Halma (HLMA) – Spreading the health (and wealth)

Halma (HLMA) – Spreading the health (and wealth)

Halma is a healthy and safety-oriented manufacturing group whose purpose is “to grow a safer, cleaner, healthier future for everyone, every day”.

Management have increased dividends for almost forty consecutive years. Combined with a vastly increasing share price, they’ve created many happy shareholders. Looking back at the last few years, dividends have been well covered by free cash flow. The policy is progressive with dividends growing at around 7% per year.

The share price hit its all time high in October but then fell back in that month’s correction. The price has since recovered to within 7% of that high (latest share price: 1,391p, market cap: £5,280 million).

Niche manufacturer growing sales internationally and segmentally

Halma grew its sales in the six months ending September 2018 in each of the geographical areas that it reports on as follows:

Area                                        Growth

  • USA                                        19%
  • Europe                                    14%
  • UK                                           21%
  • Asia Pacific                             5%
  • Other                                       17%
  • Total                                       16%

When I had look at the half year report I was impressed to find that it had also grown its sales in each of the four segments in which it operates.  Process Safety was up 10%, Infrastructure Safety 18%, Medical 10% and Environmental & Analysis by 23% so what are they doing so well?

The company over the years has successfully expanded both organically and through mergers and acquisitions.

Management are focused on identifying what they call “strategic growth enablers” by acquiring high quality, complementary businesses but also with disposals if they feel that they can generate a high return for the company.

So far in the current financial year they have made five acquisitions and one disposal.

More on the numbers for H1 2019

The three-year compound average growth rate in sales is around 14%. For H1 2019, sales increased by 15.6% as per the table below.
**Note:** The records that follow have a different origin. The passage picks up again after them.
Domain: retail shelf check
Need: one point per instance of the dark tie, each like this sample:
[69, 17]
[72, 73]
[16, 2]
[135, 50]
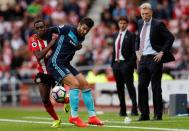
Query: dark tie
[143, 36]
[118, 46]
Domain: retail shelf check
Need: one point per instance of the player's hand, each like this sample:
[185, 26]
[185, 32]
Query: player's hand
[54, 36]
[158, 57]
[79, 46]
[49, 53]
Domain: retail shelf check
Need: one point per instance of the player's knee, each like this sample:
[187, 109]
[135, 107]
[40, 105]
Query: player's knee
[84, 84]
[75, 84]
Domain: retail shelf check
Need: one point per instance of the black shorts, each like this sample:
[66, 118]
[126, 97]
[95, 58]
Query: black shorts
[45, 79]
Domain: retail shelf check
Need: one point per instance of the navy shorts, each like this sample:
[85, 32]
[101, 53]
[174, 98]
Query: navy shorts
[45, 79]
[59, 72]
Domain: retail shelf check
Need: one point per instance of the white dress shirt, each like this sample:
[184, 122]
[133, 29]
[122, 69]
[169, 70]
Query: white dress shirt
[148, 50]
[116, 43]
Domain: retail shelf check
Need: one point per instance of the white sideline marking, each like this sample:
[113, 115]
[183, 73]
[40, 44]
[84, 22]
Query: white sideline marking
[128, 127]
[106, 121]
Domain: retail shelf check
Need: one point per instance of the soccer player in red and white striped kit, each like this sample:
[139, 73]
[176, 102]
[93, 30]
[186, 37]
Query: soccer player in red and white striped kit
[41, 44]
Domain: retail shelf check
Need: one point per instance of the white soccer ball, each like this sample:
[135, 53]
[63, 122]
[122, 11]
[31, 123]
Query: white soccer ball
[58, 93]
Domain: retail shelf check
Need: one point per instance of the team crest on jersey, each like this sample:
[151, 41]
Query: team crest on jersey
[34, 44]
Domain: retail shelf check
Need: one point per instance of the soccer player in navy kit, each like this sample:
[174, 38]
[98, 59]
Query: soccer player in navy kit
[69, 41]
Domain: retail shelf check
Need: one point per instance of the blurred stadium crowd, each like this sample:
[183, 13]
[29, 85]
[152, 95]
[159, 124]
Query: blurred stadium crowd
[16, 17]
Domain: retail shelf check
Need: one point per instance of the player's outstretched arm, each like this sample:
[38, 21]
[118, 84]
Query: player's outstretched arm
[41, 54]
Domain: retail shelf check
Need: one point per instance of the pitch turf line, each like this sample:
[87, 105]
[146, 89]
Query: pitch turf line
[106, 121]
[126, 127]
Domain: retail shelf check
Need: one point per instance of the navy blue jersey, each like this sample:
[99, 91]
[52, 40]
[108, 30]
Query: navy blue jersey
[67, 43]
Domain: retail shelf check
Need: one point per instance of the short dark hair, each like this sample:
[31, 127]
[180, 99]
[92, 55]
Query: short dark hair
[37, 21]
[88, 21]
[125, 18]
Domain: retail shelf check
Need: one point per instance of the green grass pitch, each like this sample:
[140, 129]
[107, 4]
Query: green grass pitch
[36, 119]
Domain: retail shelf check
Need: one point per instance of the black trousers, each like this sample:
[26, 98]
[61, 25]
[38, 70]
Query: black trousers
[123, 74]
[150, 71]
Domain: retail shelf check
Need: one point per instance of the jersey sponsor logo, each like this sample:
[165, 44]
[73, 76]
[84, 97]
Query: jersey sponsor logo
[34, 44]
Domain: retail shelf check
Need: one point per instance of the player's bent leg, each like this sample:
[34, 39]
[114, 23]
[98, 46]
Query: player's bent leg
[44, 92]
[67, 104]
[71, 81]
[89, 103]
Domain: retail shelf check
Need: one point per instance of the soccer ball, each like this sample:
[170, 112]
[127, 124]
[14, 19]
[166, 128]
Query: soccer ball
[58, 93]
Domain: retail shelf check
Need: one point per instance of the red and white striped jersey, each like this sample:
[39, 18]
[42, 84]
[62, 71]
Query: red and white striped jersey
[37, 44]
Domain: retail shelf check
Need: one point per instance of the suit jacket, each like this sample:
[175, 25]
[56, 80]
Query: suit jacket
[161, 39]
[127, 49]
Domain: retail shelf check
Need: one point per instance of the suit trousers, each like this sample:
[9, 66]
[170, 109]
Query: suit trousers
[150, 71]
[123, 74]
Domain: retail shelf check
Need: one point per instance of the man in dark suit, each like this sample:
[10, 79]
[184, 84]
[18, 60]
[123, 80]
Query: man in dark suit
[123, 63]
[152, 49]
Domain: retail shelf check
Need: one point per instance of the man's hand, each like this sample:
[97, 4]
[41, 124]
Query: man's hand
[54, 36]
[159, 56]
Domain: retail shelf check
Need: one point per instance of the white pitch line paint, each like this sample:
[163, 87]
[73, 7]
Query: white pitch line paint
[105, 126]
[106, 121]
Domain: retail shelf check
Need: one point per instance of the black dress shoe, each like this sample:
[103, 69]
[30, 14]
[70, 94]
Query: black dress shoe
[134, 113]
[144, 118]
[157, 118]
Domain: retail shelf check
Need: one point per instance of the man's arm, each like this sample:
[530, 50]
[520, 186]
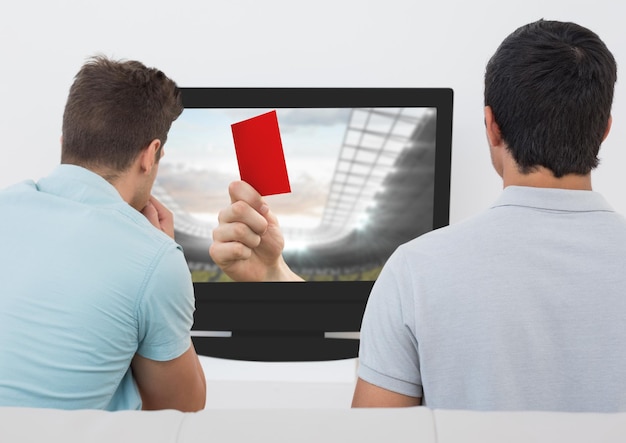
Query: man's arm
[367, 395]
[175, 384]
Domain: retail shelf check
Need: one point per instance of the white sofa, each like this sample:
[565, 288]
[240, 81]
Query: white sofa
[417, 424]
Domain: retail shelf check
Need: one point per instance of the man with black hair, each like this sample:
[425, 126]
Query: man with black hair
[97, 301]
[521, 307]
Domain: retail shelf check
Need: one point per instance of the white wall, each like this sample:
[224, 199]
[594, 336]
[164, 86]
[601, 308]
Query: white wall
[285, 43]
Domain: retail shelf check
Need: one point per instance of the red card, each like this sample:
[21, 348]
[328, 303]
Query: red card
[260, 154]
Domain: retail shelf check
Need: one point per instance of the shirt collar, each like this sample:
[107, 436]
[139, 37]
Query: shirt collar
[79, 184]
[553, 199]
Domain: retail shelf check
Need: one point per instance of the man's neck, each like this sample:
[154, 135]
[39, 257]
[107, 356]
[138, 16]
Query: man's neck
[544, 178]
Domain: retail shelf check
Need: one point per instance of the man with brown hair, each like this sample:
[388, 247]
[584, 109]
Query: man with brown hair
[97, 301]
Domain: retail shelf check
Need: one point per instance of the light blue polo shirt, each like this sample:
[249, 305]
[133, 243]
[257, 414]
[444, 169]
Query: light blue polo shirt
[86, 282]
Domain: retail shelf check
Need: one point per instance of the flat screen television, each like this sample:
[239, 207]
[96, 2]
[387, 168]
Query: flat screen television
[369, 169]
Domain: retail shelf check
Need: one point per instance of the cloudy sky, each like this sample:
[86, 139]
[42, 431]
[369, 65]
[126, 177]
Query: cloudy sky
[200, 160]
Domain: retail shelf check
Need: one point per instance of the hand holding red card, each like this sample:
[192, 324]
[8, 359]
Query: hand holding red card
[260, 154]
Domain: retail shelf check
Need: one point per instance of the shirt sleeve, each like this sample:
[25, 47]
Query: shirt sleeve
[166, 309]
[388, 350]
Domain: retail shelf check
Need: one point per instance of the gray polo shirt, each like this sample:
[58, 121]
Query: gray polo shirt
[520, 307]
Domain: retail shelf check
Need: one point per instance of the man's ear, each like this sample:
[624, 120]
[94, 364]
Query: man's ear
[494, 136]
[150, 155]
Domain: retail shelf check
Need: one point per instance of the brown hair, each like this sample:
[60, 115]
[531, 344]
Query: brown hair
[114, 110]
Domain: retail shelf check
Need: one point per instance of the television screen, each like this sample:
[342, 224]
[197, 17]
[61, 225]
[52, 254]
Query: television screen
[369, 169]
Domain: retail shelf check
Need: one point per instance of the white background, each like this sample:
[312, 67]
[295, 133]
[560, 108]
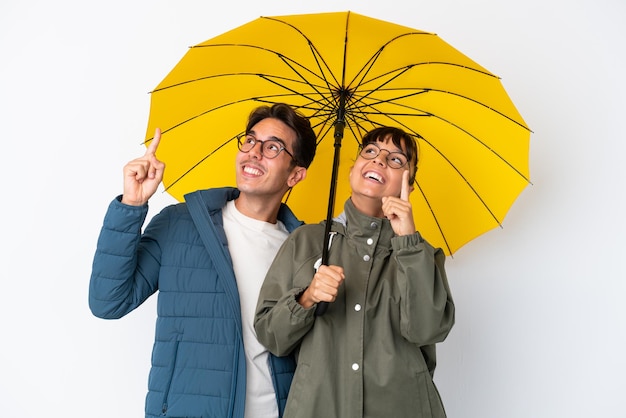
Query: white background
[541, 304]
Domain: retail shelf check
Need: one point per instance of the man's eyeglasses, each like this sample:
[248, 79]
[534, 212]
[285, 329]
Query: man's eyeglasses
[394, 159]
[269, 148]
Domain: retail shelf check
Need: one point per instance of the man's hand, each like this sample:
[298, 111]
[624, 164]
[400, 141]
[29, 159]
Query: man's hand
[143, 175]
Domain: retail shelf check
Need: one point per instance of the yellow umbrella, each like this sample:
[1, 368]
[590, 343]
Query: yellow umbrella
[349, 73]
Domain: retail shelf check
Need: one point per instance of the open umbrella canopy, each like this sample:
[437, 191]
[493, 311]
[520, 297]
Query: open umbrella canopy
[348, 70]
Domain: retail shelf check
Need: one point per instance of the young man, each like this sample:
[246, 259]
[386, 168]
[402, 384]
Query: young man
[372, 354]
[207, 257]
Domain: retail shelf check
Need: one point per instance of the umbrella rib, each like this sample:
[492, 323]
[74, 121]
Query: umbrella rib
[198, 163]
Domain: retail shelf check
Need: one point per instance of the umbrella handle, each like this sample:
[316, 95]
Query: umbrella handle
[339, 126]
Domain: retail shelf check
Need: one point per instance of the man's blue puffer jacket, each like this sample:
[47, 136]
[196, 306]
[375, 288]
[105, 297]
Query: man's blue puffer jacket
[198, 361]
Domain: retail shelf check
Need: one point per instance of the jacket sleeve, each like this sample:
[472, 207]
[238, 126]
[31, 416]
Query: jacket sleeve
[126, 266]
[280, 321]
[426, 305]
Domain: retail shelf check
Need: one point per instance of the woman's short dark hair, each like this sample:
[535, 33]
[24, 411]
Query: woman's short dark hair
[306, 140]
[397, 136]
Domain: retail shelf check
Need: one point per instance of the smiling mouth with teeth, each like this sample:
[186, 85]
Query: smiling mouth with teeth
[373, 176]
[251, 170]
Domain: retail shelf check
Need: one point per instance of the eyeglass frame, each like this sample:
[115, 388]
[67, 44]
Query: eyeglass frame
[281, 146]
[387, 158]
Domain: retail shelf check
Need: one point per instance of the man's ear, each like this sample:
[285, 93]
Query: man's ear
[297, 175]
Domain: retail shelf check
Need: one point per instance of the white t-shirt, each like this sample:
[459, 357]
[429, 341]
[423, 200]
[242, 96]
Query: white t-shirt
[253, 245]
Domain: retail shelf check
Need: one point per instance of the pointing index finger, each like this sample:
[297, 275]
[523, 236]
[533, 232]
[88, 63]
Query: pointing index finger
[404, 192]
[154, 144]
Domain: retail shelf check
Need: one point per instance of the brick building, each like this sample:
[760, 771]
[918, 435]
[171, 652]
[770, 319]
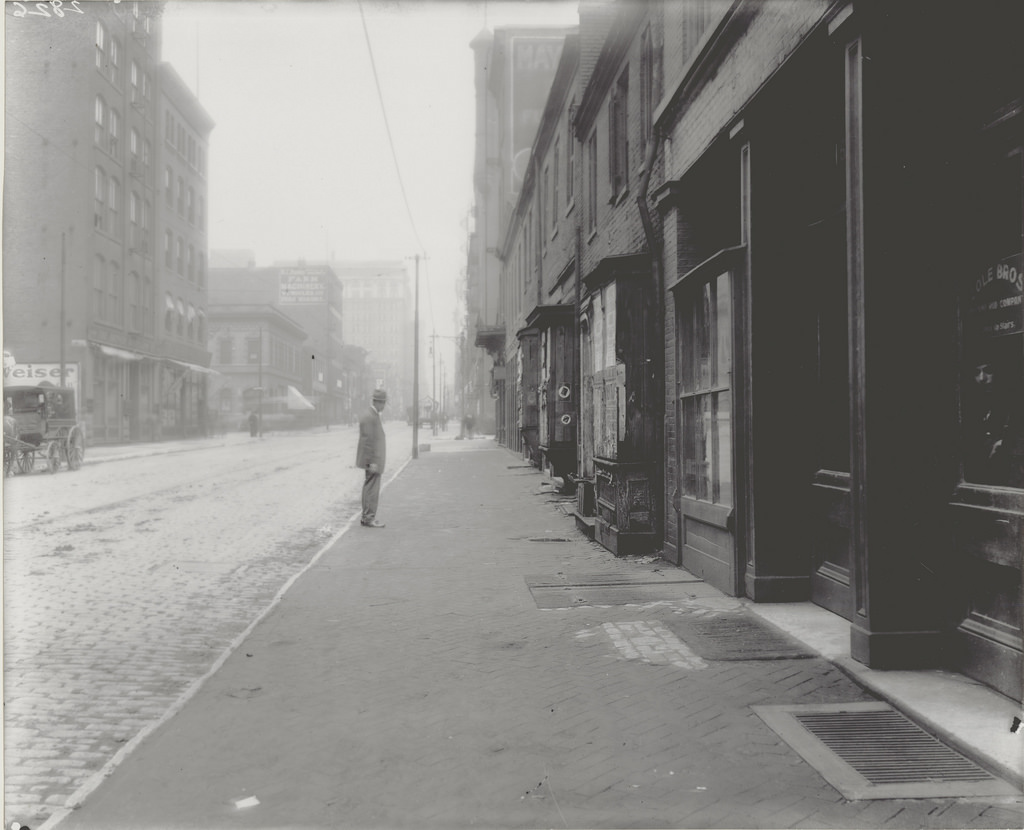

Margins and costs look to be under control as the net income % improved versus H1, although it has slipped versus full-year 2018 and 2017.

Inventory increased less than sales growth so that looks to be fine although debtors have increased more than sales. The rise is not excessive and may be down to the timing of invoicing and cash collections and my calculations of current and quick ratios are both sufficient.

Table 1.

CHANGE

H1 2019 H1 2018 CHANGE FY 18 FY17
REVENUE

15.6%

585.5 506.3 11.9% 1076 961.7
NET INCOME %  

12.7%

12.2%   14.3%

13.5%

NORMALISED EPS

16.7%

0.21 0.18 15.4% 0.45

0.39

   
INVENTORY

13.7%

141.2 124.2 7.7% 128

118.8

DEBTORS

18.9%

241.8 203.4 10.8% 235.2

212.2

NET DEBT

7.5% 194.6 181 12.2% 220.4

196.5

 

Net debt increased by 7.5% in H1 but in total is less than two years’ earnings and interest cover sits at over 23 times.

The company is highly cash generative and cash conversion as a percentage of operating profits is an impressive 86%.

It has a £550m credit facility that runs until 2023: this should be enough pursue its growth strategy.

Potential risks and headwinds.

Like many companies, Halma lists Brexit and US/China trade relations among its principal risks and uncertainties. For the last financial year, UK/EU direct sales accounted for 9% of revenue and US/Chinese were 5%.

Overall, it is well-diversified geographically, with a decentralised and agile operating model.

Conclusion

Halma has an excellent track record of increasing sales, earnings and dividends with management who are experienced and successful at growing the business.

Over the years the market has felt that this has been worth paying for and the share price momentum of late indicates that this may still be the case.

I took a long position in Halma in January with a view to it being a long term holding in my portfolio.

 

At the time of publication, the author has a long position in HLMA.